Let’s explore the Commodore 64 some more. The topic today is: mathematics. And again, we are going to keep it real, VERY real. I have to admit, originally the ‘keeping it real’ was mainly a play of words on the 16-bit ‘real mode’ of x86 processors, as I wanted to explore not only the old CGA, EGA and VGA graphics standards, but I also wanted to explore them in their natural habitat, which would be pre-386 machines, which only worked in the original 16-bit segmented memory mode.

But another limitation I had, with virtually all the platforms discussed here (C64, Amiga, PC, GP2X), is that they do not have an FPU to process real numbers either (in fact, the example of handwritten machine and assembly code of Steve Wozniak that I used in a previous article, is actually a library for processing floating point on a secondary 6502 processor in an early Apple machine).

And lastly, especially with the Commodore 64, and having to write cycle-exact assembly code, self-modifying machine-code, or even having to organize your code byte-exact in some ways, we are clearly within the realm of Real Programmers, such as Mel. There are actually tons of examples of Real Programming for 6502 and C64, some of which can be found on Codebase64, or on Pagetable.com. I’m sure this is one that Mel would have liked: the ‘Ninja’ way of creating a stable raster. In short, it sets up the timers so that the memory-mapped values of their registers read a valid jmp opcode, and then carefully sets up code so that each address contains a delay routine to remove the amount of jitter that the timer indicated.

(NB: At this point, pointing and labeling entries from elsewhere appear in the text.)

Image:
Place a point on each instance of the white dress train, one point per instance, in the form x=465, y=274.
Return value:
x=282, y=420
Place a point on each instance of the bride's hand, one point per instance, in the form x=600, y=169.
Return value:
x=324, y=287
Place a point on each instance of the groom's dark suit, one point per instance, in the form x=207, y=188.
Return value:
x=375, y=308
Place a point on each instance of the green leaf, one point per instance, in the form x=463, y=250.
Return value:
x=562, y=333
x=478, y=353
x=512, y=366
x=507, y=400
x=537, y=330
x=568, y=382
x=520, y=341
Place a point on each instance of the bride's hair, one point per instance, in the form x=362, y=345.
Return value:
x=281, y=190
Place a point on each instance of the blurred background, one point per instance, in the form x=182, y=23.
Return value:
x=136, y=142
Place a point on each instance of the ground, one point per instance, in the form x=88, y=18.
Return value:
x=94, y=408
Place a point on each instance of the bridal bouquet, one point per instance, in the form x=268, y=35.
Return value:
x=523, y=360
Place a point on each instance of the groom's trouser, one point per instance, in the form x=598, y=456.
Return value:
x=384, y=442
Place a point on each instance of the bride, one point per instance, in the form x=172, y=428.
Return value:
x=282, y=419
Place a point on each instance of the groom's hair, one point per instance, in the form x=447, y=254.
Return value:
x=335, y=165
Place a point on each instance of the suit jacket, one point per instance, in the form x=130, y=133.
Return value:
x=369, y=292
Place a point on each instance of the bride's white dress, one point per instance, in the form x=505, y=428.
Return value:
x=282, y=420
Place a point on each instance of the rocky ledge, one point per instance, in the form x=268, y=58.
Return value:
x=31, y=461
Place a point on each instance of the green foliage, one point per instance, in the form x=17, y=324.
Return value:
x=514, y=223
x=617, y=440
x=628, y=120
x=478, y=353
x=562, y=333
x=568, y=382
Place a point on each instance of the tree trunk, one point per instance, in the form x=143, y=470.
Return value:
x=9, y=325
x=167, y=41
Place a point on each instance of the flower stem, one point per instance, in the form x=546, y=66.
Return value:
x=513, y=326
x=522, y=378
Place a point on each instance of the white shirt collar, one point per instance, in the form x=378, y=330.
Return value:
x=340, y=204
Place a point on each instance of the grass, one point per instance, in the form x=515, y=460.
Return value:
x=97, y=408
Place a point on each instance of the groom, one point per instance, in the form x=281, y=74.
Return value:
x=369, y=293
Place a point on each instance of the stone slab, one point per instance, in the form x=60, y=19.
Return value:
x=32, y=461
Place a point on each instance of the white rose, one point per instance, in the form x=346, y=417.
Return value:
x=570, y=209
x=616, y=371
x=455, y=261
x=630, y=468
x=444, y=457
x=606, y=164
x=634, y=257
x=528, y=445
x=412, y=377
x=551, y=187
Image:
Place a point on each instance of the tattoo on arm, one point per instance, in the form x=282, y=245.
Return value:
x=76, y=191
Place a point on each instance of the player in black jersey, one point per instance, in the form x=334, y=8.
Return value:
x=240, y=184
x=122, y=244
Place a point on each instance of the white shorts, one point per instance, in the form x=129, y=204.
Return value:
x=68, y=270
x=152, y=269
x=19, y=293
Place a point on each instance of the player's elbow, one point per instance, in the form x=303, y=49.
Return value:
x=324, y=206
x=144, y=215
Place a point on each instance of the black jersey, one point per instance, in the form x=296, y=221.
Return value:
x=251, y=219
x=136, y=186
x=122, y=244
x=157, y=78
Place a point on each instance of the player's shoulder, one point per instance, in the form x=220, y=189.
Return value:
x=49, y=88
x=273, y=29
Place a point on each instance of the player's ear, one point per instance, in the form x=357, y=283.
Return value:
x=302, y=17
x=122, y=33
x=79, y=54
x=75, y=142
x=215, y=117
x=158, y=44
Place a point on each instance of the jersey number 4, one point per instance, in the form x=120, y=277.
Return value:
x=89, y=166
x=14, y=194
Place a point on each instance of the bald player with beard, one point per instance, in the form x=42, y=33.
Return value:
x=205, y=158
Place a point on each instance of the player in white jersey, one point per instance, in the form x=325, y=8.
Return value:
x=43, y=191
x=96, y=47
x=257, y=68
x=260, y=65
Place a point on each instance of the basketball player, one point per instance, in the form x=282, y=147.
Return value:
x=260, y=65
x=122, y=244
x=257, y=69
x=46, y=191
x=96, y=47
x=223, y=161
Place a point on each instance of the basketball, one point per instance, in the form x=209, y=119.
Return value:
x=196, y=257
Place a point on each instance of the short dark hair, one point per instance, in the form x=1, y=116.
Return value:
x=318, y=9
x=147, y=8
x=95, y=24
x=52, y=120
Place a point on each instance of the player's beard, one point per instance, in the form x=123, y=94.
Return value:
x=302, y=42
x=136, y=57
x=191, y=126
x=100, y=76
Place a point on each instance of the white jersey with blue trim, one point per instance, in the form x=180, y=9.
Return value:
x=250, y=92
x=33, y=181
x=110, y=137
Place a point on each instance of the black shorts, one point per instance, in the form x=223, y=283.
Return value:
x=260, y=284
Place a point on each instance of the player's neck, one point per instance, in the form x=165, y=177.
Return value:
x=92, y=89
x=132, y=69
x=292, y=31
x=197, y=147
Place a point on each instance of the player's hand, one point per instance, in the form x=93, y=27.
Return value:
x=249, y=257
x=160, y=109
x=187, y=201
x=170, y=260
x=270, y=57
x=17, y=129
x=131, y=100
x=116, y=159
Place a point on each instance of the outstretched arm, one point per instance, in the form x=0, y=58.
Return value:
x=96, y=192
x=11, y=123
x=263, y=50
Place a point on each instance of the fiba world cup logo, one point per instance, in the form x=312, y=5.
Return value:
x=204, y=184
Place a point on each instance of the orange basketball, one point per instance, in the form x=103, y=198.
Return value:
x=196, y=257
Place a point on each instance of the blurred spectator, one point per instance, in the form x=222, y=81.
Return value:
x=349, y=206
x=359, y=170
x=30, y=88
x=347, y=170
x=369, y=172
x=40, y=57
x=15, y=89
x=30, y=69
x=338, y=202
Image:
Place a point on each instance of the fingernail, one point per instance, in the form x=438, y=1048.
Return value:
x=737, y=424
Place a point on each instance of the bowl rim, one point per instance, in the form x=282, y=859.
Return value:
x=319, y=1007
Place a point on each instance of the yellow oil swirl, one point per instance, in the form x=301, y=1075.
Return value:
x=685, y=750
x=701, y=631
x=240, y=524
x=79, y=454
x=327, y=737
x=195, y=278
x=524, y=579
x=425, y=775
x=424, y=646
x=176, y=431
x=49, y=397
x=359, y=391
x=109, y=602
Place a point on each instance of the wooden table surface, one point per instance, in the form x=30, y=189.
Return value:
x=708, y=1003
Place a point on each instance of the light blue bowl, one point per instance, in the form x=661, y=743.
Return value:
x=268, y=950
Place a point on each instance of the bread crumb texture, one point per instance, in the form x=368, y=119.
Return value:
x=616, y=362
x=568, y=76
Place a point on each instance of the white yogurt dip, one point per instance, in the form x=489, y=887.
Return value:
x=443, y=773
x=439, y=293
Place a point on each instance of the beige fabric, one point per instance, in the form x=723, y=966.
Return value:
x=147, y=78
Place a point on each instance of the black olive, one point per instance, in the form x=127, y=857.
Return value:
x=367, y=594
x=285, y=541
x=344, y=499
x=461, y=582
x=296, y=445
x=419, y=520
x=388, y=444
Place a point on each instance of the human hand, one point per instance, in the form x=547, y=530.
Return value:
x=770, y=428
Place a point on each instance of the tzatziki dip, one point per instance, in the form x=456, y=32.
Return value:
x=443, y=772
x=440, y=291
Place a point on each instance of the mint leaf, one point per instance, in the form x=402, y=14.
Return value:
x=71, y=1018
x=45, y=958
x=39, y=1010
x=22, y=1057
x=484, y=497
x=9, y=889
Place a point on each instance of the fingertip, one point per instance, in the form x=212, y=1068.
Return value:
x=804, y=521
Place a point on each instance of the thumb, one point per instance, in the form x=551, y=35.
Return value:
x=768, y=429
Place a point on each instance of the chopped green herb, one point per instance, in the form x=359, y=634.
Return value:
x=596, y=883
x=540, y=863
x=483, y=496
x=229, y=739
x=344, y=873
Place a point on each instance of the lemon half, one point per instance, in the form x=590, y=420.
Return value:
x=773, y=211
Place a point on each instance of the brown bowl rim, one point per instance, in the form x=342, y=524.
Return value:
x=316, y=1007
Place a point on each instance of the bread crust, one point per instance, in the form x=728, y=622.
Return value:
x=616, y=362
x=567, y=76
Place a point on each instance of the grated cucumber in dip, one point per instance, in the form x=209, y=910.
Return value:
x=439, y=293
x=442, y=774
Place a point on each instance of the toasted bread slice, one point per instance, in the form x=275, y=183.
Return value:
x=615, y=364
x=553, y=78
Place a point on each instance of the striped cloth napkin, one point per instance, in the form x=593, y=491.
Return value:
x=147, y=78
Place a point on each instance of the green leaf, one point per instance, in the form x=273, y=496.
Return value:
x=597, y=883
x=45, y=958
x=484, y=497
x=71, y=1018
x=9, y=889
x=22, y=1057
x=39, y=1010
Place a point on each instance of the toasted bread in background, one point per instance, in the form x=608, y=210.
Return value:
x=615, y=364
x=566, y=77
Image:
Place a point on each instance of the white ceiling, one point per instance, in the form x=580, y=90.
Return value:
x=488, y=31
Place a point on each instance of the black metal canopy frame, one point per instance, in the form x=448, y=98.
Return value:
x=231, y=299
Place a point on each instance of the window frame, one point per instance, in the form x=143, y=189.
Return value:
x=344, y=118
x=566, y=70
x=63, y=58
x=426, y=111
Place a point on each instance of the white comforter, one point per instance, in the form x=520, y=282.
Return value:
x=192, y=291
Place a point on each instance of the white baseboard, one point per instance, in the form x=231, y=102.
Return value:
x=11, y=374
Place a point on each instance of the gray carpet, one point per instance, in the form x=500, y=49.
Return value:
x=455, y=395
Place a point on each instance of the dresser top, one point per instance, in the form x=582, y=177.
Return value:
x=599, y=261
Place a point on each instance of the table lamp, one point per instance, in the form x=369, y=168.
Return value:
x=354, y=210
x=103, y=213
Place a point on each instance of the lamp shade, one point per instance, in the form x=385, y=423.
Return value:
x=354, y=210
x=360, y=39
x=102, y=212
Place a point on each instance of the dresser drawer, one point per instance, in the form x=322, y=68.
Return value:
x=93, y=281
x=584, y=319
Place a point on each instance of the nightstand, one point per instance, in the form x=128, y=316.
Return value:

I might get into other interesting hacks as well at some point. It should be clear at this point, that much like Mel, the C64 programmers are masters of their domain. Other interesting topics include tape or disk fastloading routines. People would basically replace the slow standard IO routines with their own custom cycle-exact code using much more efficient handshaking, which could boost throughput up to about 8 times. The 1541 diskdrive is an interesting beast anyway, since it contains its own 6502 processor, and has 2k of RAM. It is possible to upload code to the drive, and have it execute it. For example, if you had two or more drives, you could upload a disk copy program such as Fast Hack’em to the drives, and they would copy the disk with no further intervention from the computer. You could unplug the drives from the computer once the copying started. Another example is to use the drive as a sort of co-processor. For example, you could do some 3d animation where the drive will calculate object rotations for you, and let the main CPU worry only about the rasterizing.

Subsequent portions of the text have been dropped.